Former rector of the Oslo National Academy of the Arts
- In office August 2007 – August 2015

Former rector of Einar Granum Kunstfagskole

Personal details
- Born: 3 January 1950 (age 76)
- Education: National Academy of Craft and Art Industry National Academy of Fine Arts
- Profession: Academic administrator Artist

= Cecilie Broch Knudsen =

Norwegian artist (born 1950)

Cecilie Broch Knudsen (born 3 January 1950) is a Norwegian artist who was rector of the Oslo National Academy of the Arts from August 2007 to August 2015.

She was born in New York City as a daughter of diplomat Ditlef Knudsen (1911–1981) and Anna Sophie Broch (1918–2000), and grew up in several countries where her father was stationed; Canada, Turkey, Thailand and Chile. She is a graduate of the National Academy of Craft and Art Industry, the National Academy of Fine Arts and the teachers' college Statens yrkespedagogiske høyskole. She started her career as a painter, illustrator and graphic designer.

From 1996 to 2007 she was the rector of Einar Granum Kunstfagskole, a preparatory art school. In 2007 she edged out Anders Eiebakke to become the new rector of the Oslo National Academy of the Arts, a merger between two of the academies where she studied as well as three others. During her tenure as rector, the institution became fully co-located in the former Christiania Seildugsfabrikk.

Knudsen has chaired the board of Trafo Art Hall in Asker and has been a board member of the Jewish Museum in Oslo, and Talent Norway.
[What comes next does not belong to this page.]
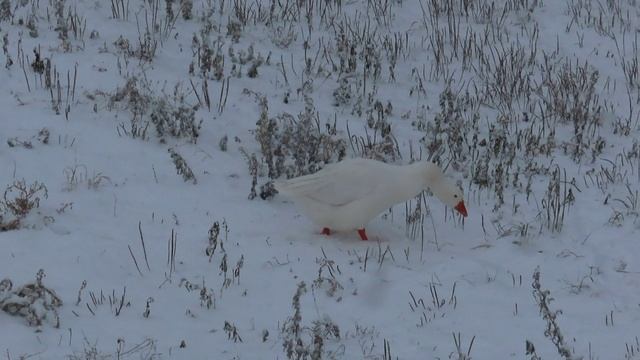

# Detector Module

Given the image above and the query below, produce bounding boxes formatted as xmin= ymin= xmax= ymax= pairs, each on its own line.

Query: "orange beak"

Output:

Knudsen resides at Uranienborg, Oslo. She was in a relationship to painter Odd Nerdrum from 1977 to 1991. Together, they had three daughters. Quarrels between Knudsen and Nerdrum have surfaced and reached national media on several occasions. In 2011, Nerdrum was on trial for tax fraud, and publicly accused Knudsen of tipping off the tax authorities. In 2014, she sued Nerdrum over the inheritance of Nerdrum's deceased mother's house.